From the Bluegrass Situation and WMOT Roots Radio, it’s Hangin’ & Sangin’ with your host, BGS editor Kelly McCartney. Every week Hangin’ & Sangin’ offers up casual conversation and acoustic performances by some of your favorite roots artists. From bluegrass to folk, country, blues, and Americana, we stand at the intersection of modern roots music and old time traditions bringing you roots culture — redefined.
With me today at Hillbilly Central, the Lone Bellow!
All: Hello! Hi!
Brian, Zach, Kanene … welcome. So glad to have you guys here. New album, Walk Into a Storm … so good, so good!
Zach Williams: We made it right down the street!
Did you make it at Studio A?
All: Yeah.
Okay. I didn’t know if you’d done it at Studio A or Low Country. So you made it with Dave Cobb? Good job, kind of hard to go wrong with that guy.
Brian Elmquist: Good Cobb.
Kanene Pipkin: The Cobbster.
Yeah, yeah, good stuff.
…
Here’s something I was thinking about as I listened to the record today. I got to “May You Be Well,” which you [Zach] wrote for your daughter, Loretta. But it obviously has a broader call, a broader wish, and it kind of got me wondering … in this particular time that we find ourselves in … how do you guys process things like Vegas or Paris, those shootings, or the singer who was killed last year, or the Manchester bombing? Because I kind of hear it coming through that song, because all of those things are the antithesis of what we’re trying to do with the music, right? So how do you process it and how do you see your role?
KP: Well there’s an Allen Toussaint quote … so we played a show in New York six hours after the Paris attack. I remember, because there was NYPD and law enforcement everywhere, all over the venue. It was the exact same capacity, so it was really bizarre. I remember a bunch of my family members, my siblings, were coming that night, and just thinking about, “What if that happened to us?” And Allen Toussaint had just passed away, and I came across an Allen Toussaint quote that I quoted that night, and it said, “Music also has a role to lift you up. Not to be escapist, but to pull you out of misery.” And to me, that was just the best way you could say it. Because it’s not made to just escape and forget everything, but to me, this is what helps you endure and helps you be lifted out of misery just enough to where you can handle it and you can also address it and not have to wallow, but you can move forward. And I think that’s a really important thing to be able to do with songwriting or with just being someone who likes to listen to music. It’s a really important processing tool.
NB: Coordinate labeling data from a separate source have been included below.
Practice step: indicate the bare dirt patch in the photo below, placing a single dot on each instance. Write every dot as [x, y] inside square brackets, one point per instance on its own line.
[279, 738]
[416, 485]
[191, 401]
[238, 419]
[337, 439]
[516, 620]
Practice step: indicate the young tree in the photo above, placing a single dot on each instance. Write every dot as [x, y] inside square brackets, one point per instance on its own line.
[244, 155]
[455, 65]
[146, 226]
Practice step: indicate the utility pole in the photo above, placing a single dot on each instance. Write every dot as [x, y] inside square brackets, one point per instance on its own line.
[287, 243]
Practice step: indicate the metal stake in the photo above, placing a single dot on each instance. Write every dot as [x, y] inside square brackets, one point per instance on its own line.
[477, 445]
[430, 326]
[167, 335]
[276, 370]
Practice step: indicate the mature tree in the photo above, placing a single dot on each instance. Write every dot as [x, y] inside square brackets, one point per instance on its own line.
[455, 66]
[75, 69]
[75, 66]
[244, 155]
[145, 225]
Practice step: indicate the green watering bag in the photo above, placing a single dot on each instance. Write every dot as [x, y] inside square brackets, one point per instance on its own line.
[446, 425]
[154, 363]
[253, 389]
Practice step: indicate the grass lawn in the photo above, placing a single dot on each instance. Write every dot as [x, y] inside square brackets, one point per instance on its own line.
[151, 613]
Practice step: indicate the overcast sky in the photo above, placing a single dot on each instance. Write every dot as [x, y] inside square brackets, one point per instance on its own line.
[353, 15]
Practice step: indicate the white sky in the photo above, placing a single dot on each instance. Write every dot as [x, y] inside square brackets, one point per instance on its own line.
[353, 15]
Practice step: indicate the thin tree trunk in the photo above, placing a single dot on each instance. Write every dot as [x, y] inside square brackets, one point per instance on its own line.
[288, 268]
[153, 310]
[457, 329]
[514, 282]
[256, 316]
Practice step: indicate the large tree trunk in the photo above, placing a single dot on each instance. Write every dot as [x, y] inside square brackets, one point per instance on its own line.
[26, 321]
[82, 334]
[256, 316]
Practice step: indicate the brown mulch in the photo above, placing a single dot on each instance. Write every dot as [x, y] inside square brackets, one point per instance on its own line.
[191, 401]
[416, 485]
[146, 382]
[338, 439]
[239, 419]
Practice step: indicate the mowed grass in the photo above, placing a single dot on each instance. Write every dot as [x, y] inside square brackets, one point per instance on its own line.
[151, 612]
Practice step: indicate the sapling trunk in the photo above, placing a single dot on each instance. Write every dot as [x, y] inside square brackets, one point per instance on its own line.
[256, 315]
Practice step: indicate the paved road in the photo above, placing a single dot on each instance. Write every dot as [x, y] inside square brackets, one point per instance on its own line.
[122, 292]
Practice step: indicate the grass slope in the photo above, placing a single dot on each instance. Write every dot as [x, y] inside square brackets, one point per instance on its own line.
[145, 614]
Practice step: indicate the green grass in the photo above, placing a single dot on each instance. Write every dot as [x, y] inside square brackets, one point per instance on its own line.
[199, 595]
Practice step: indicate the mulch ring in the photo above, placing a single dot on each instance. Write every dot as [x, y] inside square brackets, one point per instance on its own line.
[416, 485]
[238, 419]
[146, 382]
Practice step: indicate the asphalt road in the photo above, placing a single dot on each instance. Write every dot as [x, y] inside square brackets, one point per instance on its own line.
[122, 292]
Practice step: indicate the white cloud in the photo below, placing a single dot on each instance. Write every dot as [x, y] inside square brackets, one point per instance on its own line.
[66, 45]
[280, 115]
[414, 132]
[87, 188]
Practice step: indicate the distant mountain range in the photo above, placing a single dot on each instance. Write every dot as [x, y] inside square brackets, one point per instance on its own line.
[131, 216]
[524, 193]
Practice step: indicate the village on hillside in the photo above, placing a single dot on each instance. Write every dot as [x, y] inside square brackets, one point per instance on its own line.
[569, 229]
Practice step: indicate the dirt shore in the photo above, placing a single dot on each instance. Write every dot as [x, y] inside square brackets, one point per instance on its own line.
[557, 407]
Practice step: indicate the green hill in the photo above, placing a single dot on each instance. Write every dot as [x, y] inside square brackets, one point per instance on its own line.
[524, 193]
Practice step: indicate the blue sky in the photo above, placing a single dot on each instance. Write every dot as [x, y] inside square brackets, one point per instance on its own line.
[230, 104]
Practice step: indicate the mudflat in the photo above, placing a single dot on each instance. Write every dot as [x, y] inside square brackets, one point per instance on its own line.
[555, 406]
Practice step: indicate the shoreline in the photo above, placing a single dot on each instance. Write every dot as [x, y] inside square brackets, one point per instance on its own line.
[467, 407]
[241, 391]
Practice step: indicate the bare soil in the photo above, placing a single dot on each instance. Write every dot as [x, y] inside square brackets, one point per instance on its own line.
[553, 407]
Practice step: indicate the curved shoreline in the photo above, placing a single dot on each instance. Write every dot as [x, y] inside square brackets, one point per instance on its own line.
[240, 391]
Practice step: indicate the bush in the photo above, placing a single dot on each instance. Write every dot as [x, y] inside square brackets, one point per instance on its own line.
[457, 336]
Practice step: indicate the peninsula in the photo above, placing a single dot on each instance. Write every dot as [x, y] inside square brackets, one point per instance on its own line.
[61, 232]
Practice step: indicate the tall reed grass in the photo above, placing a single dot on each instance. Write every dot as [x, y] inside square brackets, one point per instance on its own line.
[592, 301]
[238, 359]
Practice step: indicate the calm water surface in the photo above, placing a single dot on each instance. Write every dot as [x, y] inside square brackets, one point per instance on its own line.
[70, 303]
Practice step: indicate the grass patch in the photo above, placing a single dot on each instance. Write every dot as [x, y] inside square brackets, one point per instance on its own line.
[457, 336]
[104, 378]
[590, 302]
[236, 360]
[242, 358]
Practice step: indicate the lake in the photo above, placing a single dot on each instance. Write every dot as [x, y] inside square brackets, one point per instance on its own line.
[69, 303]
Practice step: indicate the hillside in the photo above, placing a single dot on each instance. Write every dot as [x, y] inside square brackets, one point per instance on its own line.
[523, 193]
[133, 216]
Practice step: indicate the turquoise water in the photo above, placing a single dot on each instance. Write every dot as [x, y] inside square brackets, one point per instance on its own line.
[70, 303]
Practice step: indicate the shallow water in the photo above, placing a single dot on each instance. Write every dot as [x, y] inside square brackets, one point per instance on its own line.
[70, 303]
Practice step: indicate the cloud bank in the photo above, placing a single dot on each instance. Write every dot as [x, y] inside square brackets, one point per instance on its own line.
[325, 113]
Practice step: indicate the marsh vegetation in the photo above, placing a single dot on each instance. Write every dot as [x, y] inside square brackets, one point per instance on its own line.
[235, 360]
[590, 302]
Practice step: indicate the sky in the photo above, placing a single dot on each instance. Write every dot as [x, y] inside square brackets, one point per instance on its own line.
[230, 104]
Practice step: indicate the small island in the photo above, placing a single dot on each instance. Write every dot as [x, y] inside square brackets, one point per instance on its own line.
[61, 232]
Because you’re either providing that stability, as the writer, or you’re reaching for it, as the listener. But either way, you’re making a connection with someone else, if not a number [of people]. I go through this, it’s like, every time something like that happens, I turn to music to lift me up, but then there are the days where it’s just like, “Ugh — it just feels so pointless!” You know? It’s like “Ugh, I’m just doing music!” but then I’m like, “No, I’m doing music. It has its role.”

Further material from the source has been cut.